“The Butler,” the much-awaited offering from one of the richest women in the world, provides a snapshot of the life of longtime White House butler Eugene Allen. Yet two very telling episodes involving the treatment of people of color by sitting presidents made it as far only as the cutting room floor, if that far, as reported by Breitbart.com.
The film will debut later this month, starring not only the $77 million woman, Oprah Winfrey, but accomplished actor Forest Whitaker in the title role of Allen, who served in eight different presidential administrations ranging from Harry Truman in the early 1950s to Ronald Reagan in the mid 1980s.

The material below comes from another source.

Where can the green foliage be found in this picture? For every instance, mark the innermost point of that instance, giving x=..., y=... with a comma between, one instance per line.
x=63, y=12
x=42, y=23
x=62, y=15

As Breitbart notes, the makers of the film depict several Democratic presidents as heroes in the fight for civil rights, particularly President John Kennedy. But in a 2008 interview, Allen told the Washington Post of one occasion when an African American received less-than-cordial treatment at the hands of a president. It may shock Democrats to learn that president was John F. Kennedy.
On the 100th anniversary of the signing of the Emancipation Proclamation in 1963, 800 black Americans were invited to the White House to commemorate the historic event. Initially, Democratic Party operative and function organizer Louis Martin had placed the names of actor/singer Sammy Davis, Jr., and his wife, May Britt, on the guest list. A still unidentified “someone” from the White House scratched the interracial couple off the invitation, but Martin quietly re-added them without authorization.
According to Martin, Kennedy was less than pleased when he saw the black and white couple stride into the White House. His face reddened with anger as he ordered photographers not to take any pictures of the interracial couple while they were in the presidential mansion or on the grounds.
Less than a decade later, the same Sammy Davis, Jr., found himself back in the White House, but this time under more convivial circumstances. Davis was invited by Richard Nixon to spend time (including an overnight stay in the Lincoln Bedroom) at the Executive Mansion to discuss, among other things, the possibility of increasing job opportunities for blacks.
It was within that time that Nixon initiated the controversial affirmative action program as a short-term fix to a long-term problem.
Davis went on to secure a spot in history for himself as he famously hugged Nixon at the 1972 Republican National Convention in Miami, Florida. The Washington Post article concluded that Davis had succeeded in being “forever identified with a White House that many blacks found hostile.”
The Post failed to mention that then Senator John Kennedy voted against the Civil Rights act of 1957, whereas then Vice President Richard Nixon was a strong supporter.
As reported by the New York Times last year, Nixon had more than a few “enlightened” civil rights and environmental policies in place that most Americans are unaware of.